Department of Teaching, Learning, and Teacher Education

 

Document Type

Article

Date of this Version

January 2004

Comments

Published (as Chapter 10) in Teaching for Aesthetic Experience: The Art of Learning, edited by Gene Diaz & Martha Barry McKenna (New York: Peter Lang, 2004), pp. 177-188. Copyright © 2004 Peter Lang Publishing, Inc. Used by permission

Abstract

I think my painting experience holds tremendous possibilities for teaching/learning of all kinds. In reflecting on the significance of the art-making experience to me, I find that what I value is not so much art but the experience of making art: an experience that values my knowings, interpretations, and expressions; an experience that involves me in constructing meaning for myself; an experience that relies on dialogue and participation as a means to this sense making; an experience that has to be felt and lived through as a whole.
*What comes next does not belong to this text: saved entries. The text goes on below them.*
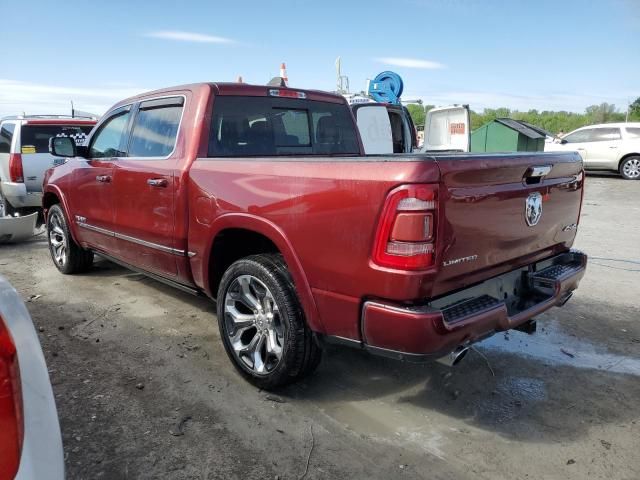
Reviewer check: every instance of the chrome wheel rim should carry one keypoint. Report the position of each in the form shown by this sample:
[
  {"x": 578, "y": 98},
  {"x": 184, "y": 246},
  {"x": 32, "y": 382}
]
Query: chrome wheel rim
[
  {"x": 631, "y": 168},
  {"x": 57, "y": 240},
  {"x": 253, "y": 324}
]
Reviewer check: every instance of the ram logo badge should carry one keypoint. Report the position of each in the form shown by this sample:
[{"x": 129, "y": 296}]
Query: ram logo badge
[{"x": 533, "y": 209}]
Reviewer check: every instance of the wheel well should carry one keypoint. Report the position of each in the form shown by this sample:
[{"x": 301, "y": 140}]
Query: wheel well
[
  {"x": 627, "y": 156},
  {"x": 233, "y": 244},
  {"x": 49, "y": 199}
]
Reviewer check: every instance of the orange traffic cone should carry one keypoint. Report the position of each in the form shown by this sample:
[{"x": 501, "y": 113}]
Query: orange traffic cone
[{"x": 283, "y": 73}]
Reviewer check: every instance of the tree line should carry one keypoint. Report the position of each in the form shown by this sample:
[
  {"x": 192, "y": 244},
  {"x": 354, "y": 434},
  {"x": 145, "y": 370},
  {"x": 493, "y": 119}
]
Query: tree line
[{"x": 554, "y": 122}]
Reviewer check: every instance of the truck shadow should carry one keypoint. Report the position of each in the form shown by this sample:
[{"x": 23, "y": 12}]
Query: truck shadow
[
  {"x": 513, "y": 387},
  {"x": 522, "y": 387}
]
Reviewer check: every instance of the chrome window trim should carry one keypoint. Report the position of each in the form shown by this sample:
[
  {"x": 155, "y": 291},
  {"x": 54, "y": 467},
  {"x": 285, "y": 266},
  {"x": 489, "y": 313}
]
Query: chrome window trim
[
  {"x": 138, "y": 241},
  {"x": 175, "y": 143}
]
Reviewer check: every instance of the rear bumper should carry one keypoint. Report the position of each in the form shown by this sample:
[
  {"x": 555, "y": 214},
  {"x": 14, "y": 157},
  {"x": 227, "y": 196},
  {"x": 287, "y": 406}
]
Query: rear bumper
[
  {"x": 18, "y": 196},
  {"x": 419, "y": 333}
]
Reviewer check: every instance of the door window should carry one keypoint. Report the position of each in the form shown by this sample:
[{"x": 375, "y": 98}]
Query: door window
[
  {"x": 155, "y": 128},
  {"x": 580, "y": 136},
  {"x": 110, "y": 139},
  {"x": 633, "y": 132},
  {"x": 605, "y": 134},
  {"x": 6, "y": 135},
  {"x": 257, "y": 126}
]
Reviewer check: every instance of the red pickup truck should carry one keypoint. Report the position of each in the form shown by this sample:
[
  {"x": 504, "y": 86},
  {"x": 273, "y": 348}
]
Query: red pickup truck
[{"x": 261, "y": 198}]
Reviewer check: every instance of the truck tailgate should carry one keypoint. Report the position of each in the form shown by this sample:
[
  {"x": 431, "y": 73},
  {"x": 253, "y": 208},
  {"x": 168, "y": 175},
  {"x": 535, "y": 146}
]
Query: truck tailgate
[{"x": 486, "y": 200}]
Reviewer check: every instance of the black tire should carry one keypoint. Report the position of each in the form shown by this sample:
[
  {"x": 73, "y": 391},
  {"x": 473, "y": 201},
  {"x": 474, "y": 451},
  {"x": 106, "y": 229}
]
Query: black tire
[
  {"x": 630, "y": 168},
  {"x": 67, "y": 255},
  {"x": 8, "y": 209},
  {"x": 299, "y": 350}
]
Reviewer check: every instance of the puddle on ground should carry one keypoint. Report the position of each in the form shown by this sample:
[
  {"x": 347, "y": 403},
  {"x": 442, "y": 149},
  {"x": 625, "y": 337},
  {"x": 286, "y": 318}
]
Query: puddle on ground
[
  {"x": 555, "y": 347},
  {"x": 377, "y": 421}
]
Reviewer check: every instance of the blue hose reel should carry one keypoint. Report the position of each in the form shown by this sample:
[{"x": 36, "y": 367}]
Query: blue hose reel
[{"x": 386, "y": 88}]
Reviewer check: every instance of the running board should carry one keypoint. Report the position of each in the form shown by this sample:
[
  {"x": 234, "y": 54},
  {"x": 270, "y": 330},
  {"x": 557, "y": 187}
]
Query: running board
[{"x": 167, "y": 281}]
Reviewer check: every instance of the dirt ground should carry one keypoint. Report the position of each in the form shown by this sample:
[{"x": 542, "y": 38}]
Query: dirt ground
[{"x": 144, "y": 388}]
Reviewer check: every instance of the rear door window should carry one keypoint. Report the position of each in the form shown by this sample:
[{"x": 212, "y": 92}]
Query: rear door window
[
  {"x": 155, "y": 128},
  {"x": 6, "y": 136},
  {"x": 605, "y": 134},
  {"x": 633, "y": 132},
  {"x": 109, "y": 141},
  {"x": 35, "y": 138},
  {"x": 266, "y": 126}
]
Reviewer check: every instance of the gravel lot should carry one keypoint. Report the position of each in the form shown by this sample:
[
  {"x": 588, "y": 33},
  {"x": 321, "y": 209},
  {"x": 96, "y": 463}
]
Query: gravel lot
[{"x": 144, "y": 388}]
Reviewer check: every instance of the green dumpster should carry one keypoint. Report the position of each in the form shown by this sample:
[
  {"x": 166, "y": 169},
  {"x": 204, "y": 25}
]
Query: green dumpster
[{"x": 507, "y": 135}]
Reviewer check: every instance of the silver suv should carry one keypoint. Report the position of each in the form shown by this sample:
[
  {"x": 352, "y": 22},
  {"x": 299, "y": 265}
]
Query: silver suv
[
  {"x": 610, "y": 146},
  {"x": 24, "y": 156}
]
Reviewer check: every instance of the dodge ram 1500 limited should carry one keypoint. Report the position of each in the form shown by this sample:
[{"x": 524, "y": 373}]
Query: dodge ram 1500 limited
[{"x": 262, "y": 199}]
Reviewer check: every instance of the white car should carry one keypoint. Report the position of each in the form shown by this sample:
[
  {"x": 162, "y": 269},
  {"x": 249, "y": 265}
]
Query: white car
[
  {"x": 610, "y": 146},
  {"x": 24, "y": 156},
  {"x": 30, "y": 440}
]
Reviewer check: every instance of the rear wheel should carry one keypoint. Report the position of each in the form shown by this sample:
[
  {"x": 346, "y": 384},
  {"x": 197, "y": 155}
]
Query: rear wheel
[
  {"x": 6, "y": 208},
  {"x": 67, "y": 255},
  {"x": 630, "y": 168},
  {"x": 262, "y": 323}
]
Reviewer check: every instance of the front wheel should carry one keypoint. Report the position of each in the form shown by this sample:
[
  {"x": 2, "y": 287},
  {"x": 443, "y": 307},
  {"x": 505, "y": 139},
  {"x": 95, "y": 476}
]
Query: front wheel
[
  {"x": 630, "y": 168},
  {"x": 67, "y": 255},
  {"x": 262, "y": 324}
]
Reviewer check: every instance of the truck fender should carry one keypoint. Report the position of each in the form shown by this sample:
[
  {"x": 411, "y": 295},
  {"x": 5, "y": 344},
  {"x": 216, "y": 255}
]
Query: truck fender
[
  {"x": 271, "y": 231},
  {"x": 55, "y": 190}
]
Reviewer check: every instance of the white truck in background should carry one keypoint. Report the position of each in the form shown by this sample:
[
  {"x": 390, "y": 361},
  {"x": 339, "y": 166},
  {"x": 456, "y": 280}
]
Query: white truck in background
[{"x": 388, "y": 128}]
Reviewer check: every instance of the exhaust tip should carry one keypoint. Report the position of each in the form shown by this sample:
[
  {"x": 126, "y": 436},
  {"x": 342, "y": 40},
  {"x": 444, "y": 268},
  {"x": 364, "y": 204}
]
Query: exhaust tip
[{"x": 453, "y": 358}]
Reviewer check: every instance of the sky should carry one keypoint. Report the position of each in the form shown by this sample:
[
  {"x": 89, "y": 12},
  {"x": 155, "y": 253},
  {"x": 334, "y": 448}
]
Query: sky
[{"x": 519, "y": 54}]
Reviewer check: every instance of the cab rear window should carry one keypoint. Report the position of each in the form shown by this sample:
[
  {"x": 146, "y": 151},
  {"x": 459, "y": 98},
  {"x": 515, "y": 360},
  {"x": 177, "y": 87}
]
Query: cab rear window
[
  {"x": 265, "y": 126},
  {"x": 35, "y": 138}
]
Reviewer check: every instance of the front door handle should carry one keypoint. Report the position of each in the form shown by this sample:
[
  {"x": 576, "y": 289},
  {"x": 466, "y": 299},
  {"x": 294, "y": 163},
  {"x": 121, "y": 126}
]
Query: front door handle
[{"x": 158, "y": 182}]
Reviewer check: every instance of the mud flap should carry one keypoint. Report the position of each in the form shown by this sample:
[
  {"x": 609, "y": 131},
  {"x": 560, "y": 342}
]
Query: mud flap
[{"x": 17, "y": 229}]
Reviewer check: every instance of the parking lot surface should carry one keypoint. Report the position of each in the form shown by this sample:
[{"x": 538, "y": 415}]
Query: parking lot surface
[{"x": 145, "y": 390}]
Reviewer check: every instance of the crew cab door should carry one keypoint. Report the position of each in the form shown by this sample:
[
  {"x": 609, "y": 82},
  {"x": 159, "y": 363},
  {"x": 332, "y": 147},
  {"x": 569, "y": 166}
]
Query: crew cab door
[
  {"x": 144, "y": 187},
  {"x": 91, "y": 196},
  {"x": 447, "y": 128}
]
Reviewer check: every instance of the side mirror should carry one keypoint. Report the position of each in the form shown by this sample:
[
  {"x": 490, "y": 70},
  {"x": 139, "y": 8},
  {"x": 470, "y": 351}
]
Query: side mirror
[{"x": 62, "y": 146}]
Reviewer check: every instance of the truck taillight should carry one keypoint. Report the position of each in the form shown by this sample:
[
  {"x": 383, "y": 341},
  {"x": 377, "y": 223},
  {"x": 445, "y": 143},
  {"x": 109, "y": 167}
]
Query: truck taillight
[
  {"x": 406, "y": 233},
  {"x": 11, "y": 414},
  {"x": 15, "y": 168}
]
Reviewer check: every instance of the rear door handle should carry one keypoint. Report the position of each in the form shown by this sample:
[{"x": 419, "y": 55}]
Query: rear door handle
[{"x": 158, "y": 182}]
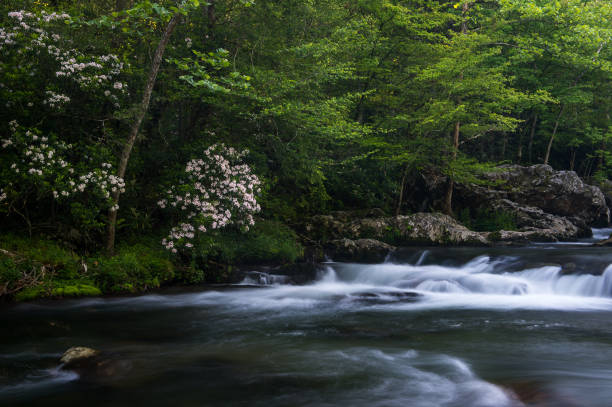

In so doing, I find myself absorbed in relations that could never be reduced to rules. Rather, judgments are made on an ongoing basis, always searching for a rightness of fit. The creating act positions me in between the content of my painting, the materials I work with, and the form it takes. And, it is within this in-between position that I realize that at some point the material of paint becomes a medium precipitated through the act of creating. This sense of medium as a vehicle for learning is what I refer to when I say curriculum as medium for sense making.